Hiç akla gelmiyor mu insanlar sağlığa erişemeyince neler olur?
Hiç akla gelmiyor mu devlet kamucu ve sosyal olmayınca neler olur?
Hiç akla gelmiyor mu huzura kavuşamayınca neler olur?
Hiç akla gelmiyor mu refaha ulaşamayınca neler olur?
Hiç akla gelmiyor mu kurda kuşa teslim edilmiş olur.
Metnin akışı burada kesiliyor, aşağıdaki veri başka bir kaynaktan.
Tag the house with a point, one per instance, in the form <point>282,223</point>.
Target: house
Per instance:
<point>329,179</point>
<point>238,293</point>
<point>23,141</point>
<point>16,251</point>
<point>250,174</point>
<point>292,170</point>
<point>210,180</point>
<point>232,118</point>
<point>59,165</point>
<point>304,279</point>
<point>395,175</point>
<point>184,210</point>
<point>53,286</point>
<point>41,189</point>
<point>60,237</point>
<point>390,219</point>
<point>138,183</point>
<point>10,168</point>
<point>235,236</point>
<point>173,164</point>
Oysa değil mi ki jeopolitik önemi bir yana, bereketli topraklar üzerindeki ülkem, değişen dünya düzeninde hak ettiği yerini alsın ve bu yoldaki hamlelerle insanına gün ve gelecek refahı inşa etsin.
Yazık değil mi?
Anlatmak, anlatmak, anlatmak gerek.
Sağlıcakla..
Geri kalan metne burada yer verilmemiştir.